In un settore frammentato e complesso come quello della risorsa idrica, disomogeneo e dagli equilibri instabili come quello del Sii, a trarre conclusioni precipitose si rischia di dare indicazioni fuorvianti. Alcuni punti rilevati dall'inchiesta di Cittadinanzattiva devono essere però sottolineati: la qualità dell'acqua idropotabile deve essere migliorata per sgombrare il campo da pregiudizi che ne limitano l'uso come acqua da tavola da bere; deve inoltre essere migliorata anche la qualità delle acque reflue restituite al territorio completando e rendendo più efficienti i sistemi di depurazione.

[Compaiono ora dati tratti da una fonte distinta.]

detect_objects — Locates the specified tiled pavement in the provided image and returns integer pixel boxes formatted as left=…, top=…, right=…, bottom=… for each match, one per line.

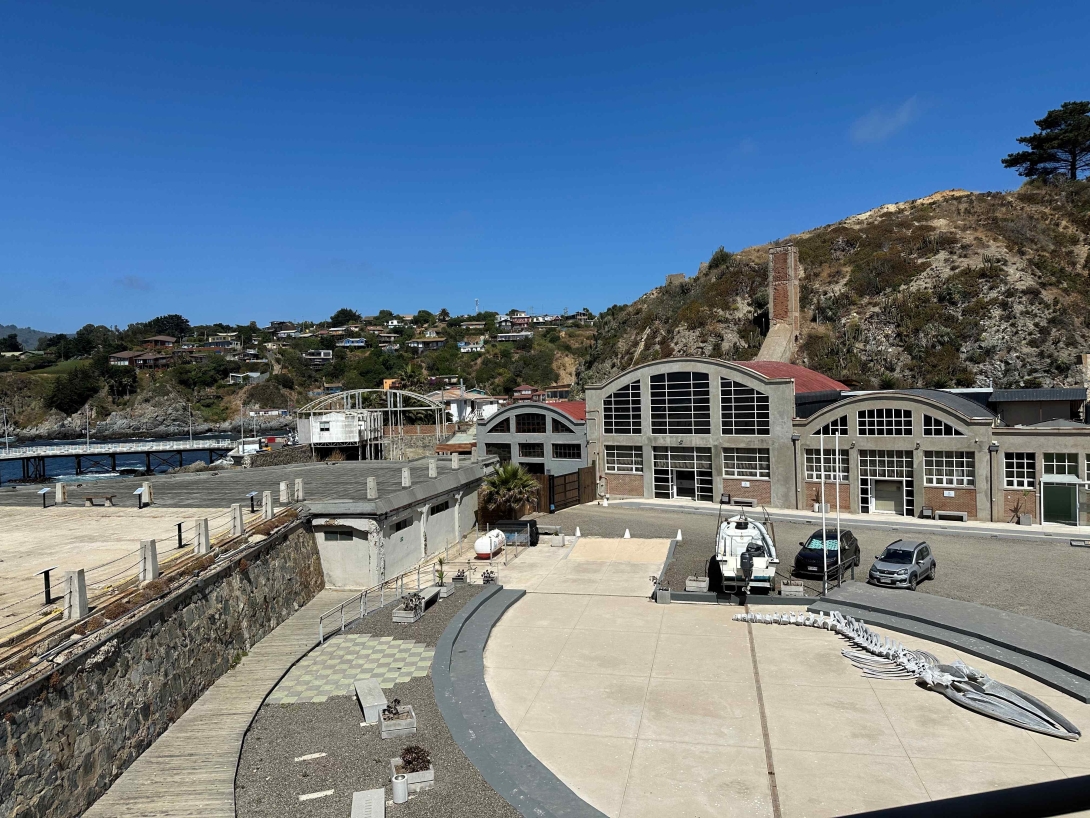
left=267, top=634, right=434, bottom=704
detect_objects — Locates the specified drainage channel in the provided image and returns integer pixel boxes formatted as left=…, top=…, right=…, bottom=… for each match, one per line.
left=746, top=604, right=783, bottom=818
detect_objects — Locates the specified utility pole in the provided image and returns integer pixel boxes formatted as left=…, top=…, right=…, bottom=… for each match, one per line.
left=1, top=407, right=10, bottom=453
left=188, top=403, right=194, bottom=442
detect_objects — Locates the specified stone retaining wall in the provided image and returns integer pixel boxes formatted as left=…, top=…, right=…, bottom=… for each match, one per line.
left=244, top=445, right=315, bottom=468
left=0, top=521, right=324, bottom=818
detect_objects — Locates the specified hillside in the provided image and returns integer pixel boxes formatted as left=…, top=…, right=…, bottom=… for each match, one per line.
left=0, top=325, right=60, bottom=350
left=577, top=181, right=1090, bottom=390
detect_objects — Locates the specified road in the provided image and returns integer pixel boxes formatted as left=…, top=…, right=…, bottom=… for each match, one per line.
left=541, top=504, right=1090, bottom=634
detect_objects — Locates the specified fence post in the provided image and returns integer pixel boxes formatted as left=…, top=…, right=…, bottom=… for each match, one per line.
left=63, top=569, right=88, bottom=620
left=341, top=605, right=345, bottom=633
left=55, top=482, right=67, bottom=504
left=231, top=503, right=244, bottom=536
left=140, top=539, right=160, bottom=582
left=360, top=592, right=365, bottom=620
left=294, top=478, right=304, bottom=501
left=280, top=481, right=290, bottom=503
left=195, top=518, right=210, bottom=554
left=319, top=619, right=324, bottom=644
left=177, top=521, right=183, bottom=550
left=417, top=565, right=421, bottom=590
left=428, top=458, right=437, bottom=478
left=262, top=491, right=273, bottom=520
left=142, top=481, right=154, bottom=505
left=367, top=477, right=378, bottom=499
left=402, top=467, right=411, bottom=488
left=452, top=452, right=460, bottom=470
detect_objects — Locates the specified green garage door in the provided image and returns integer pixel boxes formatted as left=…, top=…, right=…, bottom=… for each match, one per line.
left=1042, top=483, right=1077, bottom=526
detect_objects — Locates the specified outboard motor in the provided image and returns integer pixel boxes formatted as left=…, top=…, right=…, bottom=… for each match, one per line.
left=740, top=551, right=754, bottom=581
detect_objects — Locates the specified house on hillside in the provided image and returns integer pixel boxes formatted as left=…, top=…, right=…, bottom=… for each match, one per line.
left=142, top=335, right=177, bottom=348
left=109, top=350, right=171, bottom=370
left=496, top=331, right=533, bottom=343
left=458, top=336, right=486, bottom=354
left=303, top=349, right=333, bottom=369
left=407, top=336, right=446, bottom=353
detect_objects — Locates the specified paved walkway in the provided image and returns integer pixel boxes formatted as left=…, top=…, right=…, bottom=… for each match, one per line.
left=496, top=536, right=670, bottom=597
left=84, top=588, right=358, bottom=818
left=485, top=592, right=1090, bottom=818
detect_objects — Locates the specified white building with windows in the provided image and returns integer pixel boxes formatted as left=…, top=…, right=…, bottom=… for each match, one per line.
left=477, top=401, right=588, bottom=475
left=586, top=357, right=1090, bottom=526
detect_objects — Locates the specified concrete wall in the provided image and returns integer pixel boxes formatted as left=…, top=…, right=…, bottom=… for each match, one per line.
left=0, top=521, right=323, bottom=818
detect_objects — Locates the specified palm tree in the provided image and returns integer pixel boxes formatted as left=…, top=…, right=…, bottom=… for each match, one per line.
left=481, top=462, right=540, bottom=518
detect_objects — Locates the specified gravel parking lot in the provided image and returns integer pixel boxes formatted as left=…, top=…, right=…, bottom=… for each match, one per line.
left=546, top=504, right=1090, bottom=634
left=236, top=584, right=521, bottom=818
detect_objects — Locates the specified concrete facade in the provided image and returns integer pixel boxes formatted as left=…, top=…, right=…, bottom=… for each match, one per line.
left=477, top=402, right=588, bottom=476
left=587, top=357, right=1090, bottom=526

Come si intuisce sono necessarie risorse economiche che non possono tutte arrivare dalla tariffa come ormai riconosciuto da molti. Ci vuole poi un qualificato sistema di regolazione e pianificazione che sappia fare un controllo anche sull'ente gestore, qualunque esso sia. Ma è necessario che qualcuno controlli anche il controllore dato che le Autorità di ambito territoriale ottimale (Aato), spesso con scarsi e mezzi a disposizione e strutture tecniche non qualificate, non sempre si sono dimostrate all'altezza del compito. In un sistema fragile i "poteri forti", rappresentati dalle multinazionali che operano nella gestione del settore idrico, volente o nolente, condizionano gli equilibri non sempre a vantaggio dei cittadini e dell'ambiente.